Ни настоящий большевик, ни северная природа не могли долго пребывать в таком состоянии. В 1913 году «великий пролетарский праздник Первое мая» застал Постышева в тайге.
Шум гигантов деревьев как будто бы победный гимн миллионной армии пролетариата. Эта дикая, но величественная музыка проникала в самую глубь нашего сердца. Мы стояли и слушали эту могучую победную песню. Аккорды этой песни менялись, до наших ушей долетал то пронзительный вопль, полный злобы и мщения, то как будто бы тяжкий вздох целой огромной, огромной армии [95].
Для Свердлова победа означала воссоединение с Новгородцевой и пришествие настоящего дня. Первое произошло раньше: в 1912 году они ненадолго встретились на Оби, а в мае 1915-го, через два года после рождения дочери Веры, Новгородцева переехала к Свердлову в село Монастырское на Енисее. Борис Иванов вспоминал о своем первом впечатлении от их дома:
Лес подступал почти к самому дому множеством низкорослых елок и кустарников. В доме три комнаты и четыре окна, все в сторону леса. Обстановка самая простая: деревянные скамьи, стол с белой скатертью, на небольшом столике стопка книг. Среди них я увидел первый том «Капитала», книгу на немецком языке и раскрытый номер журнала «Русское богатство». На подоконнике лежала объемистая груда газет.

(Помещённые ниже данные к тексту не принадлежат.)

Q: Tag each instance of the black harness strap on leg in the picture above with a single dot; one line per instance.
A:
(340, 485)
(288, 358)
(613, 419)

Черноглазый мальчик лет шести, в белом полотняном костюме, с любопытством смотрел на меня.
– Адя! Что ты таращишь глаза? Товарищ прибыл из Питера. Познакомься, – говорил Свердлов, слегка подталкивая ко мне мальчугана. – А это мой зверек, – с улыбкой представил мне Свердлов сына [96].
Андрею (Аде) Свердлову было четыре, а не шесть, но он уже успел побывать в гостях у отца в томской тюрьме и пожить с матерью в двух ссылках. Чтобы у детей было свежее молоко, Свердловы купили корову.
Свердлов вставал около шести утра и шел на реку делать метеорологические измерения (входившие в обязанности Новгородцевой).
Вернувшись с Енисея [пишет Новгородцева], Яков Михайлович колол дрова, задавал корм корове, убирал навоз, затем топил печку, кипятил воду и готовил завтрак. Часов в восемь вставали ребята. Яков Михайлович умывал и одевал их. Возня с ребятами также осталась за ним, и, несмотря на мои протесты, он не давал мне в это дело вмешиваться. Примерно в половине девятого мы завтракали, и я уходила по урокам. В это время и к Якову Михайловичу приходили ученики – ребята местных жителей. Часов в двенадцать он освобождался и принимался за приготовление обеда. Готовил он превосходно.
Главными блюдами в Монастырском были мороженая рыба (строганина) и пельмени из оленины. И Новгородцева, и Иванов утверждают, что Свердлов был непревзойденным мастером в изготовлении фарша. Иванов, пекарь по профессии, был «художником» в деле лепки.
Обедали мы обычно около двух, после чего я мыла посуду, это право я с боями отвоевала себе, затем мы вместе занимались починкой одежды, штопкой и, если приходило время, стиркой. Освобождался Яков Михайлович от всяких домашних дел часам к пяти-шести, а уже около семи у нас обычно начинал собираться народ.
Из двадцати ссыльных, живших в Монастырском, постоянными гостями были человек десять. Пока Свердлов «священнодействовал» у плиты, остальные под руководством Иванова лепили пельмени. «Веселью и шуткам не было конца, однако спиртного за столом никогда не бывало. Яков Михайлович совершенно не пил ни водки, ни вина» [97].
Политические мероприятия не разрешались, но зимой, по словам Иванова, стекла в окнах «покрывались толстым слоем льда. С улицы нельзя было увидеть, что делается в доме, а из дома не видно было, что происходит на улице. Только свет керосиновой лампы пробивался сквозь промерзшие стекла… Собирались ссыльные большевики в небольшой комнате, обстановка которой не предвещала лекции или доклада. На столе стоял чайник с горячим чаем, Валентина Сергушева разливала его в кружки, а у стола в непринужденных позах сидели гости. Некоторые, впрочем, лежали на оленьих шкурах, брошенных на пол неподалеку от железной печки, в которой горели кедровые дрова. В полумраке комнаты едва виднелись лица собравшихся» [98].
После лекций ходили гулять. Любимым занятием было пение, а любимыми песнями – «боевые гимны революционного пролетариата той поры».
Нередко во время прогулки начиналась веселая, шумная возня, порою перераставшая в нешуточные сражения. С азартом швырялись снежками, валили друг друга в сугробы, и плохо приходилось тому, кто зазевается, не увернется вовремя от ловкого удара противника.